Depression in men is treatable health condition and should not be taken for a sign of emotional weakness or a failing of masculinity. It affects a large population of men of all regardless of age and backgrounds, and also those who care about them; partners, friends, spouses, and family. Of course, it’s in order for people to feel down sometimes. Mood swings could be a usual response to losses, setbacks, and disappointments in life. However, depression in men changes the way you think, feel, and function in normal daily life. It can disrupt your productivity at work or school and affect your relationships, sleep, diet, and the normal happy way of life. Severe depression can be intense and uncomfortable. Looking for London Therapy for depression ?

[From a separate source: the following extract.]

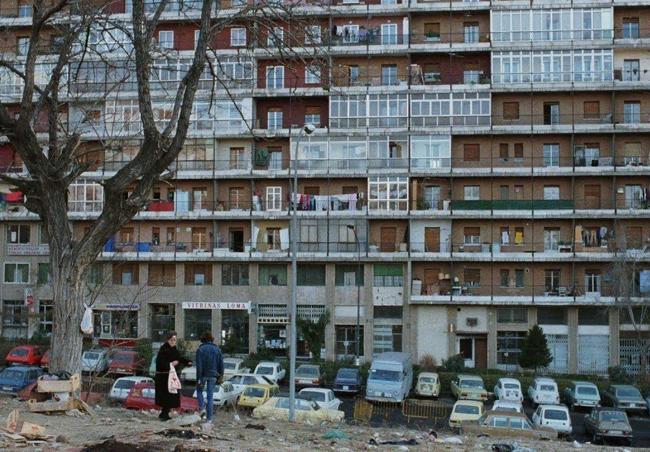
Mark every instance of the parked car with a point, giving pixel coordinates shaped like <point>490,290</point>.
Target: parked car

Unfortunately, depression in men is often unconsidered as many people find it difficult to talk about their feelings. Instead, they tend to focus on the physical symptoms that often accompany male depression, e.g. back pain, sleeping difficulties, frequent headaches, or sexual problems. This can be caused by underlying depression going unattended, and can have serious consequences. Men suffering from depression are about four times more likely to commit suicide than women, it’s vital for any man to seek help with depression before feelings of despair become feelings of suicide. Talk honestly with close friends, loved ones, or psychiatric doctors about what’s going on in your mind as well as your body. Once correctly diagnosed, there is much that can be done to successfully treat and manage male depression and prevent it from coming back.
Some of the signs are:
Fatigue – Men suffering from depression undergo a series of emotional and physical changes. They experience fatigue and psychomotor retardation. This means they slow down physical movement, thought processes and speech.
Over sleeping or too little sleep-Sleeping problems to include insomnia, waking up too early in the morning or oversleeping are the most common symptoms of depression. It’s not a wonder that some people could sleep for 12 hours but still feel exhausted. Other can turn, toss or even wake up after every hour.
Stomach ache or back ache – According to past study, chronic back pains and digestive disorders go hand in hand with depression.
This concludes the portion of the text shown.